Monday, July 17, 2017
Every day for the past 4 weeks, I’ve gotten in my car around 8:44am. I drive downtown. I park in a parking garage. I walk a couple of blocks. I swipe a key card. And at 9:01 I unlock my office door and flip on all my lights (floor/desk lamps are essential when you hate fluorescent lights). And then around 5:07, I walk out of my office and join the throngs of other downtown workers on our trek to the parking garage. It starts all over again.
I have a checklist. I cross things off and they’re legitimately done. I don’t wake up in the middle of the night thinking about that day at work, or something that happened, or something I forgot to do to prepare for the next day.

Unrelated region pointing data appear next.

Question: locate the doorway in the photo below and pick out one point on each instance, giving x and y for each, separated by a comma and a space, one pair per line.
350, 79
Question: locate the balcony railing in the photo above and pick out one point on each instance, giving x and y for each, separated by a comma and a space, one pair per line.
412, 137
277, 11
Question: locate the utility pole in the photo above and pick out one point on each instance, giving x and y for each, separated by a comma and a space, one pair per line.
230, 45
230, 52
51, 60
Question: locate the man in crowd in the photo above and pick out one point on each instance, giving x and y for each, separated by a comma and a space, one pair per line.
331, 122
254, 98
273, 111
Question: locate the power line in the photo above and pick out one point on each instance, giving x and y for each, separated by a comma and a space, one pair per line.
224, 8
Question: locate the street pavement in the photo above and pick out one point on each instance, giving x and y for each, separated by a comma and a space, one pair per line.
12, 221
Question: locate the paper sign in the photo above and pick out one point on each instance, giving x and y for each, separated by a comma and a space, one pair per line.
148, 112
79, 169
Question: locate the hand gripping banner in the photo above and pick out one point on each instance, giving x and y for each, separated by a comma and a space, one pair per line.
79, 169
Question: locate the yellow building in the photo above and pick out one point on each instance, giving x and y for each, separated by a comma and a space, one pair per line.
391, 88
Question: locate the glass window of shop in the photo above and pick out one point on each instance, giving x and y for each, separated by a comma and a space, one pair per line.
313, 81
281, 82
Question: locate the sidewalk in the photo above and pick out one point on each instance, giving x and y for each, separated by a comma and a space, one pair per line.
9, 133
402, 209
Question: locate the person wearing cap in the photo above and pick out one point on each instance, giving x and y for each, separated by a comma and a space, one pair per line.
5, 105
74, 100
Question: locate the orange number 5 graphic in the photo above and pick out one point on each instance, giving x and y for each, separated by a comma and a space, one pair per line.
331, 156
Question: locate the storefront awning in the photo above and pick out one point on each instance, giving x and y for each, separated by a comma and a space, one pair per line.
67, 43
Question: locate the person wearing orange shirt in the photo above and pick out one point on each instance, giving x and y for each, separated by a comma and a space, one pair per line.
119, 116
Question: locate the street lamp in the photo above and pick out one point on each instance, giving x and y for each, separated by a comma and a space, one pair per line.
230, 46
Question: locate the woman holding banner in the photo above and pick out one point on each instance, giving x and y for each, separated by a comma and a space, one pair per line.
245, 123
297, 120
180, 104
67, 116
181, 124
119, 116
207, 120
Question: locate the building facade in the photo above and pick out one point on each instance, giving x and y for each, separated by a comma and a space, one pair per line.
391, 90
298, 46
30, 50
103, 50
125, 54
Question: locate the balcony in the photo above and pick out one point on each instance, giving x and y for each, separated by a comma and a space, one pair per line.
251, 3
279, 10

Compared to the past 4 years of my life, my routine seems so much predictable. So much more manageable. I guess that’s what happens when you take a teacher out of the classroom.

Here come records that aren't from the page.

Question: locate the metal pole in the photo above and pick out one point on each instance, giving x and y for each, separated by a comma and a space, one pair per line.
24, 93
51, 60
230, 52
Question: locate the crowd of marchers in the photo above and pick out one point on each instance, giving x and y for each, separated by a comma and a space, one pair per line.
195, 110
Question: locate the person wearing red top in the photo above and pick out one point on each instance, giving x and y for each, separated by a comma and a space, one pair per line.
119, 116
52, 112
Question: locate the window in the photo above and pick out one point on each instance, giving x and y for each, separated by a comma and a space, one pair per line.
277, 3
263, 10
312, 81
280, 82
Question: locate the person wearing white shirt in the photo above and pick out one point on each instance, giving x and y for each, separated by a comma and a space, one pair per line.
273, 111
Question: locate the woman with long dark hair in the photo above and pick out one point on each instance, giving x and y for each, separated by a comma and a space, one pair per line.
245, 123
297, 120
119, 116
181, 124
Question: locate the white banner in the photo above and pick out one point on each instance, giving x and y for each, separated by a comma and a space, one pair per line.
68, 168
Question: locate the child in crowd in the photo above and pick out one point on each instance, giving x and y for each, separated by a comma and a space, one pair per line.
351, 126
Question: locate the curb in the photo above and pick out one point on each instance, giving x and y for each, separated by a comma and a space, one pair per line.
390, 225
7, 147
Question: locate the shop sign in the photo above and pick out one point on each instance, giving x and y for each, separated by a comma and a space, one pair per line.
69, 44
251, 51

So! Big life changes abound. I’ve been settling into my new role as the Director of Education for the Dayton Performing Arts Alliance. Although my job looks different from day to day – I could be meeting with musicians or teachers, I could be out at schools observing, I could be in the office working on programming, I could be welcoming kids to a concert, or I could be at a donor lunch – my worklife has settled into a general routine. George and I spent 4th of July weekend organizing and setting up my new office, so now it’s a happy escape from the fluorescent lights of the cubicle maze in the main office space. And that instinct to “nest” never took over when I was working at any of my various schools. I mean, yeah, I would organize things, but I never really felt like any of my classrooms were mine. I think it’s a pretty darn good sign that this office feels like me.